Frontend Architecture¶

Next.js App Router + TypeScript admin UI (frontend/).

Structure¶

app/(admin)/*: Pages for Health, Keys, Usage, Models, Orgs, Users, Chat, Guide
src/components/*: UI primitives, charts, monitoring widgets, models tools, chat UI
src/lib/api-clients.ts: fetch helper adds x-request-id and normalizes error envelope
src/lib/chat-client.ts: streaming chat client and model constraint fetching
src/lib/chat-api.ts: server-side chat session persistence
src/hooks/useChat.ts: chat state management hook
providers/*: App/Toast/User providers
Styling: Tailwind CSS with custom utility classes in styles/globals.css

Chat Playground Components¶

The Chat Playground (src/components/chat/) provides an interactive chat interface:

Core Components¶

Component	Purpose
`ChatInput.tsx`	Message input with context window tracking
`ChatSidebar.tsx`	Session list, new chat, delete operations
`MessageList.tsx`	Conversation display with auto-scroll
`MessageContent.tsx`	Markdown and code syntax highlighting
`ModelSelector.tsx`	Running model dropdown with health awareness
`PerformanceMetrics.tsx`	Real-time tok/s, TTFT, token count

Supporting Libraries¶

File	Purpose
`lib/chat-client.ts`	SSE streaming, model constraints, token estimation
`lib/chat-api.ts`	Session CRUD operations via REST API
`hooks/useChat.ts`	State management, streaming control, metrics

Feature Highlights¶

Streaming Chat: - Native Fetch + ReadableStream for SSE parsing - No external dependencies (no LangChain, no AI SDK) - Real-time token counting and TTFT measurement - Abort support via AbortController

Chat Persistence: - Server-side storage (database, not localStorage) - User-scoped sessions (isolation between users) - Cross-device access to chat history - Auto-generated titles from first message

Model Selection: - Fetches running models via /v1/models/running - Health-aware filtering (only shows healthy models) - Model locking once conversation starts - Constraint fetching for context tracking

See also: Chat Playground Guide

Model Form Components¶

The model management UI (src/components/models/) provides comprehensive configuration:

Core Components¶

Component	Purpose
`ModelForm.tsx`	Main form container, state management
`ModelWorkflowForm.tsx`	Multi-step wizard variant
`EngineSelection.tsx`	vLLM vs llama.cpp selection
`ModeSelection.tsx`	Online vs Offline mode

Engine-Specific Configuration¶

Component	Purpose
`VLLMConfiguration.tsx`	vLLM-specific settings (TP, memory, attention)
`LlamaCppConfiguration.tsx`	llama.cpp settings (ngl, tensor split, speculative decoding)

GGUF-Specific Components¶

Component	Purpose
`GGUFGroupSelector.tsx`	Quantization selection with quality indicators
`EngineGuidance.tsx`	Smart engine/format recommendations
`SafeTensorDisplay.tsx`	SafeTensor model metadata display
`ArchitectureCompatibility.tsx`	vLLM/llama.cpp compatibility badges
`SpeculativeDecodingExplainer.tsx`	Modal explaining speculative decoding
`MergeInstructionsModal.tsx`	GGUF merge instructions

Feature Highlights¶

GGUF Group Selector: - Visual quantization selection with radio buttons - Quality/speed bar indicators (1-5 scale) - Bits-per-weight and description tooltips - Multi-part status badges - Metadata badges (architecture, context, layers)

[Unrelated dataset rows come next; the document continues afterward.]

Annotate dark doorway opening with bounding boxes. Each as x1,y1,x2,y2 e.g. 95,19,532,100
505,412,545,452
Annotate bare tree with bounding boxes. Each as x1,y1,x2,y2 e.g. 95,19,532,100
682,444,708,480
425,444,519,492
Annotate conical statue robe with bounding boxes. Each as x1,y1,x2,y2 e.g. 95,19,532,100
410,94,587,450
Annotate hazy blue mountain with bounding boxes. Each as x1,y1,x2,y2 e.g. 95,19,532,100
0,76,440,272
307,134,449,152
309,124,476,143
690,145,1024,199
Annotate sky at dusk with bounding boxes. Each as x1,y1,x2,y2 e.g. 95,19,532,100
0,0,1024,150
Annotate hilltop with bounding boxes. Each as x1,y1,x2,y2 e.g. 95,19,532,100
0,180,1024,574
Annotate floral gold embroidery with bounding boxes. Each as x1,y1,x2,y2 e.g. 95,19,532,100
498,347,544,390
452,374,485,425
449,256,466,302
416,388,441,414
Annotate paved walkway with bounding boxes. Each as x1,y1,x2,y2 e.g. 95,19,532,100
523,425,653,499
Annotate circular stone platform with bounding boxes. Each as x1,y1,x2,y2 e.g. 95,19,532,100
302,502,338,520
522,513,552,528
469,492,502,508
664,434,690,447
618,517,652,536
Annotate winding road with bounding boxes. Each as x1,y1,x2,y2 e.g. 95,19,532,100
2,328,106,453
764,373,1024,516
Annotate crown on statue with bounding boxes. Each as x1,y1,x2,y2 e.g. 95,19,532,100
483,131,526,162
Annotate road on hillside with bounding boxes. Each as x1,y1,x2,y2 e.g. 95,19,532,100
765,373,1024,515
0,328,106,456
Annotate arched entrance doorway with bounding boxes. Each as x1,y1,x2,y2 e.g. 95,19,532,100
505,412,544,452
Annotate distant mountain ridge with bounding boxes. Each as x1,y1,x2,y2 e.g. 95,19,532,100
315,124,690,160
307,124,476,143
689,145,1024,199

Engine Guidance: - Contextual warnings (multi-part GGUF + vLLM) - One-click engine/format switching - Recommendation badges on engine selector - SafeTensors availability tips

Speculative Decoding: - Collapsible advanced section - Draft model path input with example - Draft tokens and acceptance probability sliders - "What is this?" explainer modal (React Portal for proper layering)

Architecture Compatibility: - Inline badges showing vLLM/llama.cpp support - Color-coded: green (full), yellow (partial), orange (experimental), red (none) - Tooltips with detailed compatibility notes

Conditional UI Logic¶

The form dynamically shows/hides fields based on context:

Condition	Visible Fields
`engineType === 'vllm'`	vLLM configuration section
`engineType === 'llamacpp'`	llama.cpp configuration section
`useGguf === true`	GGUF weight format dropdown (vLLM)
`useGguf === true`	Hide SafeTensor-specific options
`useGguf === false`	Show quantization dropdown (vLLM)

Data fetching¶

TanStack Query for caching and retries; error toasts map backend error structure.
Env NEXT_PUBLIC_GATEWAY_URL controls gateway base URL.

Accessibility & UX¶

Keyboard-friendly components, focus management, skeletons and loading states.
Loading indicators during folder inspection ("Scanning model folder...")
React Portals for modals to prevent clipping

Authentication¶

Dev cookie session (cortex_session) expected by admin pages; replace with production auth later.